Some Regina Qu’Appelle Health Region (RQHR) employees will soon be receiving layoff notices, the region said Friday.
The health region said it is expected that fewer than 20 people will get layoff notices, but that all positions are also being considered.
According to RQHR, staff rosters in 117 urban, rural and long-term care units have been reviewed. RQHR also made recommendations for staffing schedules.
This September, the units looked over whether the recommendations were completed or if there needed to be more changes.
“We also know that a small number of units require further action, and we are taking steps to address these areas in a number of ways, including issuing layoff notices in some instances,” Keith Dewar, RQHR president and CEO, said.
“I really don’t have a number, and it’s not because I don’t want to give you a number. It’s because it’s a challenge to provide a number that tomorrow wouldn’t be different than today, which was different than what it was a week ago.”
RQHR said once the notices are sent out, collective agreements that support unionized employees would let the employees move to other positions in the regions, such as vacant positions or an area with greater patient demand
“It is our hope that the individuals affected will elect to pursue other opportunities elsewhere in the region, resulting in minimal job loss,” Dewar said.

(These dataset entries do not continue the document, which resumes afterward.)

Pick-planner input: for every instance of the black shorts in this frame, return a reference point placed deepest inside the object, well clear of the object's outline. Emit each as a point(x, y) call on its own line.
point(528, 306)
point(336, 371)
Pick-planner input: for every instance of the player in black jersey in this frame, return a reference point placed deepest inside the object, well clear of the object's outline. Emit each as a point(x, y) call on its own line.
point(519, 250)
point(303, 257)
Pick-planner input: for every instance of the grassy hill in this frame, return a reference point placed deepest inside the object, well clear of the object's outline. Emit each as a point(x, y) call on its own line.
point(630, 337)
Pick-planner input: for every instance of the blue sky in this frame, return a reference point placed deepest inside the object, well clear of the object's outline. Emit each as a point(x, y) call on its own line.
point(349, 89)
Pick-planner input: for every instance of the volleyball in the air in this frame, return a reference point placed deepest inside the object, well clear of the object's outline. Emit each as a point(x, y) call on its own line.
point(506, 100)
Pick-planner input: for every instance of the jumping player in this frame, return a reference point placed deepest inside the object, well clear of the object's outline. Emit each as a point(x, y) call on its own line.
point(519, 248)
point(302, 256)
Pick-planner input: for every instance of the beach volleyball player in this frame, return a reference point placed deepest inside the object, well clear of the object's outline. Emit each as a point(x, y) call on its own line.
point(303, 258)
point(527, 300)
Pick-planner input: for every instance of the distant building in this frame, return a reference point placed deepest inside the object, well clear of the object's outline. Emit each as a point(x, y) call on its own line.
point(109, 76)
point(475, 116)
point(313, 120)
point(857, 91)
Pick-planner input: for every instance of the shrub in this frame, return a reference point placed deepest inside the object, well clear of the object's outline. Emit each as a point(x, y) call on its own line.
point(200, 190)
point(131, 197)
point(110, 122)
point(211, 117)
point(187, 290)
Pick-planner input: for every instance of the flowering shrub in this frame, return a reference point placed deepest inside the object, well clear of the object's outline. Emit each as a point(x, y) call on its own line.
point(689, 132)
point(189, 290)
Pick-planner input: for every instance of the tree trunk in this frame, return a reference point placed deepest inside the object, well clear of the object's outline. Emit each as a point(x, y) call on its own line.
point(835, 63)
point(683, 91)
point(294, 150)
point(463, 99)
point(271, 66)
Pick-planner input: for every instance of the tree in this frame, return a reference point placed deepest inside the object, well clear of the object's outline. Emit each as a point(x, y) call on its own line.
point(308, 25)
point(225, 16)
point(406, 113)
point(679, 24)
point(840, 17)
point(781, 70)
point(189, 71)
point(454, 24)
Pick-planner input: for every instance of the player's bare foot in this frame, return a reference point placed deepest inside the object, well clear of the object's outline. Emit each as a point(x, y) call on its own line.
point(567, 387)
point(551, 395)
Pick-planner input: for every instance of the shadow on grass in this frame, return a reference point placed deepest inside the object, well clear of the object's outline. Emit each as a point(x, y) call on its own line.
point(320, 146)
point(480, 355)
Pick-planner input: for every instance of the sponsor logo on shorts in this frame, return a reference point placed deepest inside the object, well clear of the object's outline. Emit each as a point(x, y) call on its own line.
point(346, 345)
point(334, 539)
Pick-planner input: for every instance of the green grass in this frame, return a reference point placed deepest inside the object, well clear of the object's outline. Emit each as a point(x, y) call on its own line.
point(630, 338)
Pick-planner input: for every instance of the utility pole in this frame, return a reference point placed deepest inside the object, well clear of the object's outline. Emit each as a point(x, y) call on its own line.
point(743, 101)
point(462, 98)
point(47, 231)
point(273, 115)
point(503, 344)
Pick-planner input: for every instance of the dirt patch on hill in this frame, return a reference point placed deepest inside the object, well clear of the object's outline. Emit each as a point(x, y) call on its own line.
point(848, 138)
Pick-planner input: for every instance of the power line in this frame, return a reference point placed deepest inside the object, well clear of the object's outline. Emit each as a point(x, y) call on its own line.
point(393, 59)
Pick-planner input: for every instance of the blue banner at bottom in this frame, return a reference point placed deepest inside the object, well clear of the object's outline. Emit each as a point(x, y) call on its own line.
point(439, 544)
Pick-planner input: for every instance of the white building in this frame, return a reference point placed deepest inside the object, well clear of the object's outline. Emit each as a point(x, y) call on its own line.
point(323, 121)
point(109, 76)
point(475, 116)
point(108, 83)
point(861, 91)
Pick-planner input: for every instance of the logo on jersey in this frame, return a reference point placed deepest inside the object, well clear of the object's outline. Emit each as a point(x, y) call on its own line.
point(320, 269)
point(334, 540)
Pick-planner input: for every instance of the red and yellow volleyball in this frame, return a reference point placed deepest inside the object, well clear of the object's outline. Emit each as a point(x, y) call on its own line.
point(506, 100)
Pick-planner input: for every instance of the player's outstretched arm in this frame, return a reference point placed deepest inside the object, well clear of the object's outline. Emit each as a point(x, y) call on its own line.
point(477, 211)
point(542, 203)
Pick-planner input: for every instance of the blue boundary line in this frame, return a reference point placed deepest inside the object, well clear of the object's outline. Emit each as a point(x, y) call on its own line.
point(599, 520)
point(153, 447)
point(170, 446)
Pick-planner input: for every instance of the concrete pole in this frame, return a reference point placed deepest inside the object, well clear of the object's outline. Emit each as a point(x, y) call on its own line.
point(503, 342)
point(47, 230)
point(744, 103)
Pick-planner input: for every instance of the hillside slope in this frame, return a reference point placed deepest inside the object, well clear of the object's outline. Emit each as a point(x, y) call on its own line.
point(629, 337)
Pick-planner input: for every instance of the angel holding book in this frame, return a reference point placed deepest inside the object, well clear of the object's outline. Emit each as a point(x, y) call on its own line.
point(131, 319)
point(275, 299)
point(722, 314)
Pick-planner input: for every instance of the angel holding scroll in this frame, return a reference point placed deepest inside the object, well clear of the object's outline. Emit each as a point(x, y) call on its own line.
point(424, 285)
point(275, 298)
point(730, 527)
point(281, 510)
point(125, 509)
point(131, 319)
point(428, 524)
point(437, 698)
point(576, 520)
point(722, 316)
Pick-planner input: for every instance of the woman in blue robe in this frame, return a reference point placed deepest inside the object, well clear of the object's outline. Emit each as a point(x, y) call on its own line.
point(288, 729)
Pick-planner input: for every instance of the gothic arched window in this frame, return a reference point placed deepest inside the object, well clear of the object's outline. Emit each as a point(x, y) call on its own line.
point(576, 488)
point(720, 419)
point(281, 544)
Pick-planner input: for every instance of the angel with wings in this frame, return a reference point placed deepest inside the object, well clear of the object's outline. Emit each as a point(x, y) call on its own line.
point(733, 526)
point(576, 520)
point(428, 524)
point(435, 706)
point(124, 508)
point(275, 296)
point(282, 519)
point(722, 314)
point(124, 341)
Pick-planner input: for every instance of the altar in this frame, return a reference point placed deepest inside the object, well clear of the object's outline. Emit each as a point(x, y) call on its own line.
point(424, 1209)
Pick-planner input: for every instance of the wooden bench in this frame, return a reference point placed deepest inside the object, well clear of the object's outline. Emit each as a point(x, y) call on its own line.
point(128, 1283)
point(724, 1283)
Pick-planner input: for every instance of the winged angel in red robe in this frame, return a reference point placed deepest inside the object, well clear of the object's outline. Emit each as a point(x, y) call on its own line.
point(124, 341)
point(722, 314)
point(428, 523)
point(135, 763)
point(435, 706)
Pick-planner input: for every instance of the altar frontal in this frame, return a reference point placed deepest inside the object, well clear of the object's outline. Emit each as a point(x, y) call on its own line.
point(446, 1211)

“We will make every effort to support staff members in their efforts to retain employment within the region in accordance with the collective agreement process.”

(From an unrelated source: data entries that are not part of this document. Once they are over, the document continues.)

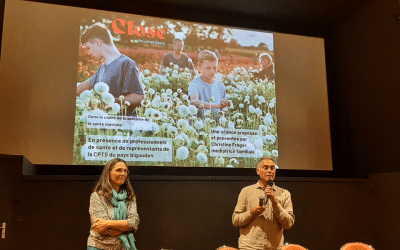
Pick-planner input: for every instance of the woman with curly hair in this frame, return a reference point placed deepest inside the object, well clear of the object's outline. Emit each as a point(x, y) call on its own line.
point(112, 209)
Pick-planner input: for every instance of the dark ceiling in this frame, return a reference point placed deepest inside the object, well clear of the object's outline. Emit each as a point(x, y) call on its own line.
point(323, 12)
point(313, 12)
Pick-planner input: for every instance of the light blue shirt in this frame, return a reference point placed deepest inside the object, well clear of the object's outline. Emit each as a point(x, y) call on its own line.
point(206, 90)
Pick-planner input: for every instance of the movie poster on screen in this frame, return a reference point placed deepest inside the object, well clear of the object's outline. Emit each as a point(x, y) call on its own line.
point(167, 128)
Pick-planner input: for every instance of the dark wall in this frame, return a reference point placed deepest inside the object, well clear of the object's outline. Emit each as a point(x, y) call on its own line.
point(385, 189)
point(363, 64)
point(194, 214)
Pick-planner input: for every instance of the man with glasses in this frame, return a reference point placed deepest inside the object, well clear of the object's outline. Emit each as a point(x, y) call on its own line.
point(263, 210)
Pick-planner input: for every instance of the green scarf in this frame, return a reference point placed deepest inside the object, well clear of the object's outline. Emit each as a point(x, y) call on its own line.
point(121, 213)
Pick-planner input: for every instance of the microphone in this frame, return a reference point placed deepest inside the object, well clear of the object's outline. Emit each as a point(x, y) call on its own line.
point(270, 183)
point(261, 201)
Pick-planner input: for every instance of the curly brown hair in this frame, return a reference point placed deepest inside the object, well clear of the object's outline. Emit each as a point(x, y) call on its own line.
point(103, 186)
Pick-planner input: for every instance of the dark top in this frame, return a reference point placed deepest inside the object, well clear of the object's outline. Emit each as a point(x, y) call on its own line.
point(122, 76)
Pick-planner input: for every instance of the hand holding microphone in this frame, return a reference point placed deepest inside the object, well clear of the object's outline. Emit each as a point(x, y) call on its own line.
point(269, 191)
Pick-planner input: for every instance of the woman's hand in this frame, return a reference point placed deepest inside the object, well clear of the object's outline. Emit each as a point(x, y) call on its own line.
point(100, 226)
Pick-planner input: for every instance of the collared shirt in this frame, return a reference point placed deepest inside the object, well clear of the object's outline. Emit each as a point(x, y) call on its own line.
point(263, 232)
point(99, 208)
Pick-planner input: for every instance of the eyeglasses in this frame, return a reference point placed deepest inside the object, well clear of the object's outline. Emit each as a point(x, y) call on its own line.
point(121, 171)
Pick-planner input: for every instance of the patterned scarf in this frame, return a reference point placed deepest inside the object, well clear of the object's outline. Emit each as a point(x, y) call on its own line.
point(121, 213)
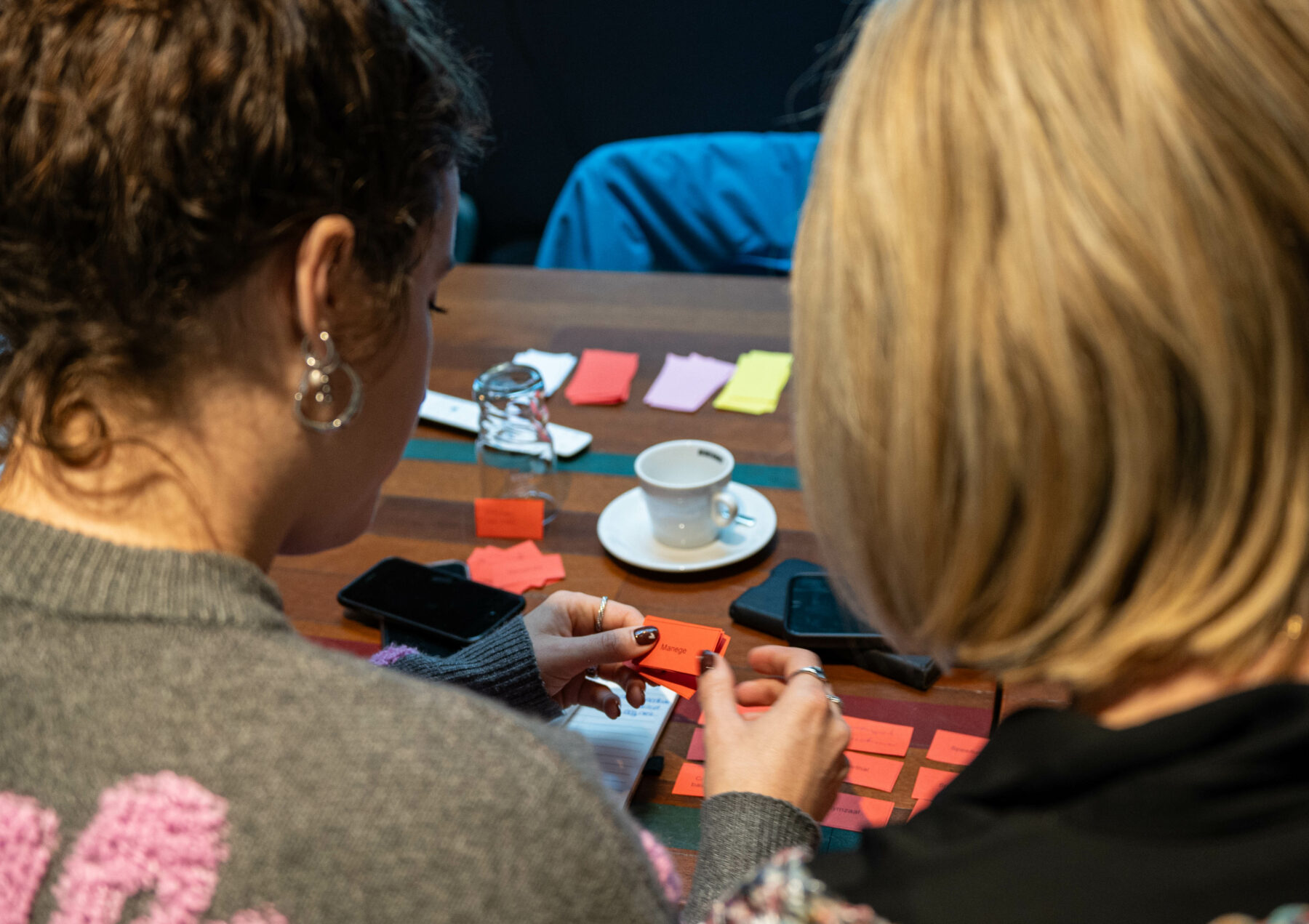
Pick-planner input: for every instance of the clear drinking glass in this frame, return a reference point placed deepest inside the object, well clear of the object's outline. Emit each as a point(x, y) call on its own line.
point(516, 456)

Dewar said that RQHR is still focusing on safe, high-quality patient care as it works on the “staff realignment process.”

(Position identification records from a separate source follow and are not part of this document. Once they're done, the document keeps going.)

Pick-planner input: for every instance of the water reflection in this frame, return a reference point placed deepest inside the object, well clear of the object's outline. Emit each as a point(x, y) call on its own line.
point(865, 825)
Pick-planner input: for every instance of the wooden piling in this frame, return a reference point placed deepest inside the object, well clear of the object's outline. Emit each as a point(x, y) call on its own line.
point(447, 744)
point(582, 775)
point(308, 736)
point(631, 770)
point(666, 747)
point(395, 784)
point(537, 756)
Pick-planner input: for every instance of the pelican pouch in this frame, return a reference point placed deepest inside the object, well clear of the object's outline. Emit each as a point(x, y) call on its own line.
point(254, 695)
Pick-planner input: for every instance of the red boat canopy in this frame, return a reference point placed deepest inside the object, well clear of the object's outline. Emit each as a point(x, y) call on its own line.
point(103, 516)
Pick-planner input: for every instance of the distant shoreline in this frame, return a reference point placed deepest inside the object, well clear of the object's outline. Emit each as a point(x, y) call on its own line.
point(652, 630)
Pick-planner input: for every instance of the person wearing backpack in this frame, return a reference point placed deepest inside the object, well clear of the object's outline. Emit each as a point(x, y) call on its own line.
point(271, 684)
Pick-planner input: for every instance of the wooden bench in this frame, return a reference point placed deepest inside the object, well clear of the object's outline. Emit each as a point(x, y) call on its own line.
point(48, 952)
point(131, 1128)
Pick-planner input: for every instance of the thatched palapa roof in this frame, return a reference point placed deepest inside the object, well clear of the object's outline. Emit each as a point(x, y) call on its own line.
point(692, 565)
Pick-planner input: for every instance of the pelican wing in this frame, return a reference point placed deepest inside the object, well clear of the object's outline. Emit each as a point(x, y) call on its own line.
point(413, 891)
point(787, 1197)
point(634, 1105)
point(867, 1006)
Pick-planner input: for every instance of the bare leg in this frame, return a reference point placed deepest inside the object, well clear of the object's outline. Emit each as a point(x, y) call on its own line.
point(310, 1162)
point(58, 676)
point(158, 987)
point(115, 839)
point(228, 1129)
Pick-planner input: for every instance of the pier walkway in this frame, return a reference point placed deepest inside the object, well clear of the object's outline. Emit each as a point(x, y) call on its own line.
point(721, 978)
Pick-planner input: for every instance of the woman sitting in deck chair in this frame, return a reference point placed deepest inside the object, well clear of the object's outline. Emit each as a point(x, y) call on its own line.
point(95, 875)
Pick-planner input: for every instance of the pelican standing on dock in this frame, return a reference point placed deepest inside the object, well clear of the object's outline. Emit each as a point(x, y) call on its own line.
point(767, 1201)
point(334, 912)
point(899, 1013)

“During this process, the region will not be reducing services, closing beds or halting programs relating to this initiative, Dewar said.
Tracy Zamboray, Saskatchewan Union of Nurses (SUN) president, said that SUN is troubled by the direction. She said that this is going to be a complex situation that needs to be done right.
“We need to ensure that there is no break in patient care, that it is seamless for the patients that we look after, and that the transition for the registered nurses from position A to position B is also done properly for the people,” she said.
The health regions’ 2016-17 operating budget came in at just over $1 billion in July. RQHR said it was directed to reallocate $1.46 million from administrative spending to front-line services in long-term care.
Dewar said that as of August the region is dealing with a $4.7 million deficit.
At the time, RQHR said one of the ways to reallocate the money may be to not fill vacancies in the region or realigning work.